Doesn't matter which encoding your filesystem is using.

It would be nice to get a choice here for output file encoding.

Something like:

SELECT column FROM table INTO OUTFILE 'outfile' character set latin1;

Of course I know, the character set has to match. It's only possible to convert utf8 into latin1 if there are no signs stored in the column that are defined in utf8 and not in latin1.

But a warning or in strict mode an error would be help here.

How to repeat:
It's a feature request.

Suggested fix:
...
[24 Jun 2008 15:12] Susanne Ebrecht
That the file encoding depends on the column character set also is confusing.

A user expect that the files will be encoded to the encoding of the file system.

Means, when I configured my operating system that it should use UTF8 then I always expect UTF8 files as outfile. 

If I configured my operating system as ISO system then I expect ISO files.

Also and last but not least as user I want to have the choice.
[25 Jun 2008 10:28] Susanne Ebrecht
We discussed this problem again.

In our eyes this is not only a feature request.

This is a "wrong result" bug.

Usually, character_set_results should work here.

Example for CLI:
Use MySQL CLI, set your terminal to utf8:

SET NAMES UTF8;
CREATE DATABASE bug37610 CHARACTER SET UTF8;
USE bug37610
CREATE TABLE bug (id serial, t varchar(100));
INSERT INTO bug(t) VALUES ('ä');
SELECT LENGTH(t) FROM bug;

Result: 2

SELECT * FROM bug;
Result: ä

SET NAMES LATIN1;

SELECT LENGTH(t) FROM bug;

Result: 2

SELECT * FROM bug;

Result: ?

Switch terminal to ISO-8859-15:

SELECT * FROM bug;

Result: ä

As you can see, it works in CLI.

SET NAMES will change values of character_set_result and with this information the result will be converted into the character set that is wished for the result.

SELECT * FROM bug INTO OUTFILE 'bug37610test';

$ file var/bug37610/bug37610test 
var/bug37610/bug37610test: UTF-8 Unicode text

Terminal is still ISO:
$ less var/bug37610/bug37610test 
1       À

Switch terminal back to UTF8:
$ less var/bug37610/bug37610test 
1       ä

So the command file told the truth it is encoded in UTF8.

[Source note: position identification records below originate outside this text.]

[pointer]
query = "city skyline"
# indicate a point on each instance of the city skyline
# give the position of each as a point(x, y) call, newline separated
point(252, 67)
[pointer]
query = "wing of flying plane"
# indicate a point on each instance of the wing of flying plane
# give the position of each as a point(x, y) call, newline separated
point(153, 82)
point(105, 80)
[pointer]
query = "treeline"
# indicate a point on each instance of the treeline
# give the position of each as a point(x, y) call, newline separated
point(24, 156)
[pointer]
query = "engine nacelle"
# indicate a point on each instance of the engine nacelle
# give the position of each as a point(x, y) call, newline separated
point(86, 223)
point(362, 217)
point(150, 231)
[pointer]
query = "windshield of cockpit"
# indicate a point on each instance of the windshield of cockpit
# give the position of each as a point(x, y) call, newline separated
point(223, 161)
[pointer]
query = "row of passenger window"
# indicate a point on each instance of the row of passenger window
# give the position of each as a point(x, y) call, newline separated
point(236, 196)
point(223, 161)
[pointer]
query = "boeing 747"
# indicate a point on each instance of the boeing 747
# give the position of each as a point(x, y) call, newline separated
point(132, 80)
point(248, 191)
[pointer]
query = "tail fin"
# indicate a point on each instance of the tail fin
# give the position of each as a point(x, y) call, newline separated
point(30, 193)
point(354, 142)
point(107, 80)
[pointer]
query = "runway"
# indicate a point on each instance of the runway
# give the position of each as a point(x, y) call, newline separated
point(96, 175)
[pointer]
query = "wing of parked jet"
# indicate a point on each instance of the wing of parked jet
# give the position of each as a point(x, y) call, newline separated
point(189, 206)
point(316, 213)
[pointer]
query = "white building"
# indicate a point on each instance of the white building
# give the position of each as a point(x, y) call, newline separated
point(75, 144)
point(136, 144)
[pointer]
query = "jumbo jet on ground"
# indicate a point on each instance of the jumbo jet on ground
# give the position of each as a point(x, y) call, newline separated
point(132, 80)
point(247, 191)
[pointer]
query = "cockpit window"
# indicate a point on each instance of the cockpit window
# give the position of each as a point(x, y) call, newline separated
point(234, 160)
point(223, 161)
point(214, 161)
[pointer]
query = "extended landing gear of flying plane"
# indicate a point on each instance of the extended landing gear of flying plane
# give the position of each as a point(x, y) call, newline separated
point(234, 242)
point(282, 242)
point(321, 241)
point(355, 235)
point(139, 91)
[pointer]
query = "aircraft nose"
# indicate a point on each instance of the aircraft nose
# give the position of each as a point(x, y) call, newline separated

The set of character_set_result was ignored here.

Another test:
$ ./bin/mysql -e "set names latin1; select * from bug;" bug37610 > bug37610test2
$ file bug37610test2
bug37620test2: ISO-8859 text

It should doesn't matter if you will get the result on I/O or in CLI or into file. Also it should doesn't matter how you will get the result into the file the character_set_result should work in any case.

I mean it should not make a difference here if you say: SELECT ... INTO OUTFILE or make a shell redirection.